Will your product be marketed in Hong Kong or Mainland China? Mandarin is the universally understood written language of the Chinese, but if your message is aimed at the People’s Republic, usage and style are distinctive and a different set of written characters from those used in, say, Hong Kong, must be specified. The printed character set used for Mainland China is not acceptable in Taiwan. Chinese-speakers will squabble about their language – just like the English, Americans, Arabs, Italians and French. It’s a ‘footpath’ in England, but a ‘sidewalk’ in the US. You may need a different version for Shanghai or Beijing than the one you sent to a Malaysian Chinese speaker.

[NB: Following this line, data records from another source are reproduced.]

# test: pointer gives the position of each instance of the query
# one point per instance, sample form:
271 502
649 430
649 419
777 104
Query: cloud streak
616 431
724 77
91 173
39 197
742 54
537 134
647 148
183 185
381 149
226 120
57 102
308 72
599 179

Other dangers lurk. Here are some of the common pitfalls:

  • The translator is not a native speaker of the target language. Your local schoolteacher of French may be happy to help, but may not be French or have access to the specialist resources that are vital for professional translations.
  • The translator might be a native speaker, but has lived so long elsewhere as to be out of touch with current usage.
  • The translator may be a native speaker, but knows nothing about the subject. Translation of technical specifications may be inadequate. For example, ‘default’ in the sense of ‘a standard setting’ may be translated as ‘a defect’ (‘defaut’ in French). Phrases such as ‘lock-through-post gudgeon series’, or ‘Operator location inside or outside the cow circle and herringbone or abreast bail layouts’ can only be translated correctly when the author can draw on specialist knowledge.
  • The translator may be a native speaker, but may misunderstand the English: ‘Homemaker’ may be translated as ‘builder’, ‘diphtheria’ as ‘diarrhoea’, ‘respectively’ as ‘respectfully’, and ‘diet’ might be interpreted as a slimming treatment when it’s supposed to mean ‘the food one usually eats’.
  • The translator may be a native speaker and up-to-date with usage. But what about writing skills and spelling?

Cultural traps abound. Food is a good example. ‘Ideal for barbecuing’ is no good for packaging destined for Africa, where cooking over charcoal is an everyday method. ‘Garnish with crispy bacon’, or ‘Add half a glass of red wine’ is offensive in Saudi Arabia, whose laws prohibit pork or alcohol.